On-the-fly Improving Performance of Deep Code Models via Input Denoising
Zhao Tian, Junjie Chen, Xiangyu Zhang

TL;DR
This paper introduces CodeDenoise, a novel on-the-fly input denoising technique for deep code models that localizes and cleans noisy identifiers, significantly improving accuracy without retraining.
Contribution
It presents the first input denoising method for deep code models that enhances performance on deployed models without retraining or fine-tuning.
Findings
CodeDenoise denoises 21.91% of mispredicted inputs on average.
It improves model accuracy by 2.04% across multiple datasets.
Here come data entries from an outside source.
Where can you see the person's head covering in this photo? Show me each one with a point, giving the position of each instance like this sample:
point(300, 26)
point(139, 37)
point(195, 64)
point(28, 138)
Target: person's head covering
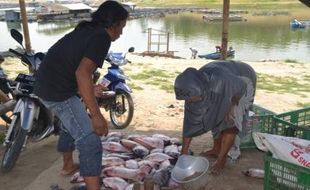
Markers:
point(188, 84)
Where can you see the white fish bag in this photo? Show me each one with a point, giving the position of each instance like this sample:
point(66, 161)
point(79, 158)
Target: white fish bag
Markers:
point(290, 149)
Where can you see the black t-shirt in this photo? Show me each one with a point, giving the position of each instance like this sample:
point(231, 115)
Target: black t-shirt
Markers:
point(55, 80)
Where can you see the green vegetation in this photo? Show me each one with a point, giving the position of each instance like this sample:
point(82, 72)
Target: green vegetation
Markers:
point(281, 84)
point(303, 104)
point(157, 77)
point(262, 4)
point(290, 61)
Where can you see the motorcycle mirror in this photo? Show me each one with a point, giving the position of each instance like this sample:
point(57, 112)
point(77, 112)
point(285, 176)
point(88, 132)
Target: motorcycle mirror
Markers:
point(131, 49)
point(17, 36)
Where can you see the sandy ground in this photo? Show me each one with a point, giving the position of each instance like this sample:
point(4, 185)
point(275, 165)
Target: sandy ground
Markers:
point(157, 111)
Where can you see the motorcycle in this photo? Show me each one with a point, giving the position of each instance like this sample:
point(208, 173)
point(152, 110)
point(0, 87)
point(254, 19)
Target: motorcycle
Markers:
point(31, 120)
point(117, 99)
point(7, 96)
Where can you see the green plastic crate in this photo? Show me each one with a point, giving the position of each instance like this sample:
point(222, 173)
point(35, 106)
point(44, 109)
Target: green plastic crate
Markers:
point(282, 175)
point(299, 117)
point(262, 121)
point(300, 120)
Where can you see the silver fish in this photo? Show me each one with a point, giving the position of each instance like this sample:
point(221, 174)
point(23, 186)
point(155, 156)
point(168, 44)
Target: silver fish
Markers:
point(132, 164)
point(172, 150)
point(114, 147)
point(116, 183)
point(140, 151)
point(129, 144)
point(158, 157)
point(112, 161)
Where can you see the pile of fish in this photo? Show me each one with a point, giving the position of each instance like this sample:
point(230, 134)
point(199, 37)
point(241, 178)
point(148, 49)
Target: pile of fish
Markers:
point(126, 161)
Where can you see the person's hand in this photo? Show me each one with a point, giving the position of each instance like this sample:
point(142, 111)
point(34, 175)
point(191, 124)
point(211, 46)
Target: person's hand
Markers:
point(230, 116)
point(98, 89)
point(100, 125)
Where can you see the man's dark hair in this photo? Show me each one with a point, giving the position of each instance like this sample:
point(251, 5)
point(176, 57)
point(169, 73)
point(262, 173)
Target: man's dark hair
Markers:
point(108, 13)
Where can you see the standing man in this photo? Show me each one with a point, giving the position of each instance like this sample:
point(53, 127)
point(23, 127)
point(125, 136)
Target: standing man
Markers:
point(217, 98)
point(66, 70)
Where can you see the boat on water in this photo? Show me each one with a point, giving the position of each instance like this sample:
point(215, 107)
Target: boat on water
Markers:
point(297, 24)
point(217, 53)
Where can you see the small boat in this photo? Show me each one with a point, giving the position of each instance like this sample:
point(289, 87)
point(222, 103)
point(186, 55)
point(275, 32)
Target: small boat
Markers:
point(217, 54)
point(297, 24)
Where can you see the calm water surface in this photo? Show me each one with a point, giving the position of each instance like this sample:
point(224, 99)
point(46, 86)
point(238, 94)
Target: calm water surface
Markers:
point(259, 38)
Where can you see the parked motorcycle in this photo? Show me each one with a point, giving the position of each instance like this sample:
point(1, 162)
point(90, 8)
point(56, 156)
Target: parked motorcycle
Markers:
point(31, 120)
point(117, 98)
point(7, 96)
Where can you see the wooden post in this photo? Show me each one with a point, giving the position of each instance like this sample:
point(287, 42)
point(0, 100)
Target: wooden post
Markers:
point(225, 29)
point(168, 36)
point(149, 40)
point(158, 42)
point(25, 25)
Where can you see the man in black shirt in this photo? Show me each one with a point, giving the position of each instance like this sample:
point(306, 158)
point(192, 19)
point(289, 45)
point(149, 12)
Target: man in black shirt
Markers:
point(66, 70)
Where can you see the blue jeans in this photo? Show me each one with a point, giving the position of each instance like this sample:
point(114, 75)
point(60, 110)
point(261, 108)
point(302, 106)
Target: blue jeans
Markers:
point(77, 131)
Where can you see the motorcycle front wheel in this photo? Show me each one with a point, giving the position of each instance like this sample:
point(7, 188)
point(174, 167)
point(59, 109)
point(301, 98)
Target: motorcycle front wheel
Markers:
point(121, 112)
point(14, 147)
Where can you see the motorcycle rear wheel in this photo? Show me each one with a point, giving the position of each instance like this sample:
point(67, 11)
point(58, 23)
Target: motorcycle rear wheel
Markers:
point(14, 148)
point(121, 112)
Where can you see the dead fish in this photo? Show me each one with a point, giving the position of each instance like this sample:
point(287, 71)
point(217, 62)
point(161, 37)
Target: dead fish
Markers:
point(129, 144)
point(140, 151)
point(125, 173)
point(55, 187)
point(114, 147)
point(116, 183)
point(162, 176)
point(160, 150)
point(76, 178)
point(176, 141)
point(81, 186)
point(150, 142)
point(132, 164)
point(132, 136)
point(165, 138)
point(115, 134)
point(113, 139)
point(112, 161)
point(147, 162)
point(164, 164)
point(158, 157)
point(172, 150)
point(122, 155)
point(129, 187)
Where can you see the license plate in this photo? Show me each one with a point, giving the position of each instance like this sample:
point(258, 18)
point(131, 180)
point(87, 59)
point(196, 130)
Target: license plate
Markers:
point(27, 79)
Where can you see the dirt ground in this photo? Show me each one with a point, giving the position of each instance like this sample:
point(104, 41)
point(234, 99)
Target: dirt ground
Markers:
point(157, 111)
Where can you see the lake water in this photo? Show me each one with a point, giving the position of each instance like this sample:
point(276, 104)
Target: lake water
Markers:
point(259, 38)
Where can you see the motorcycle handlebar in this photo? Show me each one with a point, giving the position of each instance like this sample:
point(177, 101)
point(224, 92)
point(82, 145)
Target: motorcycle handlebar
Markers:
point(16, 52)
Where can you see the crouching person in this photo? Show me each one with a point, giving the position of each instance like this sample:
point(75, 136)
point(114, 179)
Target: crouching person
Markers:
point(217, 97)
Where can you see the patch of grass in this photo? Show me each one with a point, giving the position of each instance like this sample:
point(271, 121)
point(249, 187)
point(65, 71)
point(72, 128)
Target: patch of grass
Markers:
point(281, 84)
point(303, 104)
point(167, 87)
point(306, 78)
point(134, 86)
point(157, 77)
point(290, 61)
point(147, 74)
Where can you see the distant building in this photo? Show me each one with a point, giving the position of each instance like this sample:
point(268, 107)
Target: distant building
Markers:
point(130, 6)
point(75, 11)
point(12, 15)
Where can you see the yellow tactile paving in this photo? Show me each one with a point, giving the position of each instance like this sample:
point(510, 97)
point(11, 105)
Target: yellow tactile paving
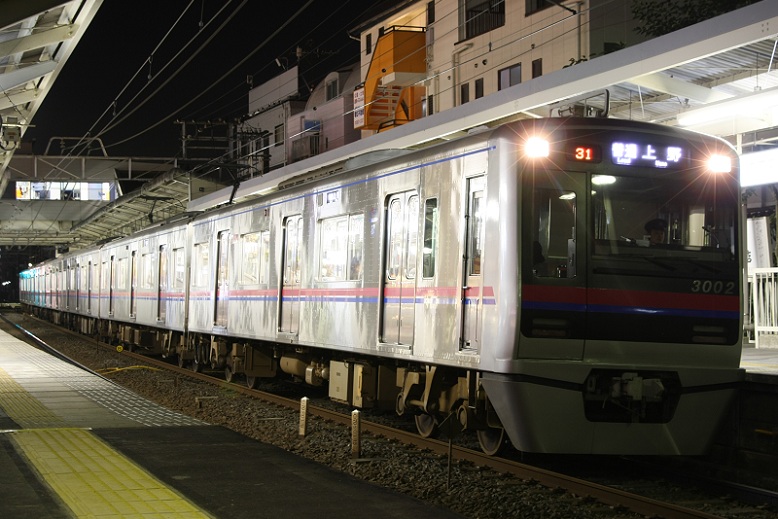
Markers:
point(96, 481)
point(91, 478)
point(23, 408)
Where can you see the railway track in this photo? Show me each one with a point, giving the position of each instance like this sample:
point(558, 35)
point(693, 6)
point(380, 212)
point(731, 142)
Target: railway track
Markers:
point(608, 495)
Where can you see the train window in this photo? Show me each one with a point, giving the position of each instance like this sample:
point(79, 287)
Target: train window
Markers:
point(249, 271)
point(201, 266)
point(413, 237)
point(475, 230)
point(340, 253)
point(264, 258)
point(256, 256)
point(294, 242)
point(122, 271)
point(430, 237)
point(105, 276)
point(671, 217)
point(356, 246)
point(553, 232)
point(147, 271)
point(395, 224)
point(179, 264)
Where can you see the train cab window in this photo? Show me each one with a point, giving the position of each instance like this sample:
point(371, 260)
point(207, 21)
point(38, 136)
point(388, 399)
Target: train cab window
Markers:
point(657, 224)
point(430, 237)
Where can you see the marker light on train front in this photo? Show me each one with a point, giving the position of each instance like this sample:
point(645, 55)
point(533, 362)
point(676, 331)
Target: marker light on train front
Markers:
point(719, 164)
point(536, 147)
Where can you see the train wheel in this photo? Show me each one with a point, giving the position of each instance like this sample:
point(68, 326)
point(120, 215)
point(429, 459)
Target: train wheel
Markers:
point(426, 425)
point(491, 440)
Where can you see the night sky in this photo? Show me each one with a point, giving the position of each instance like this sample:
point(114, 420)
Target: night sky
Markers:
point(121, 42)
The technique operates efficiently, averaging 0.48 seconds per input.
Abstract
Deep learning has been widely adopted to tackle various code-based tasks by building deep code models based on a large amount of code snippets. While these deep code models have achieved great success, even state-of-the-art models suffer from noise present in inputs leading to erroneous predictions. While it is possible to enhance models through retraining/fine-tuning, this is not a once-and-for-all approach and incurs significant overhead. In particular, these techniques cannot on-the-fly improve performance of (deployed) models. There are currently some techniques for input denoising in other domains (such as image processing), but since code input is discrete and must strictly abide by complex syntactic and semantic constraints, input denoising techniques in other fields are almost not applicable. In this work, we propose the first input denoising technique (i.e., CodeDenoise) for…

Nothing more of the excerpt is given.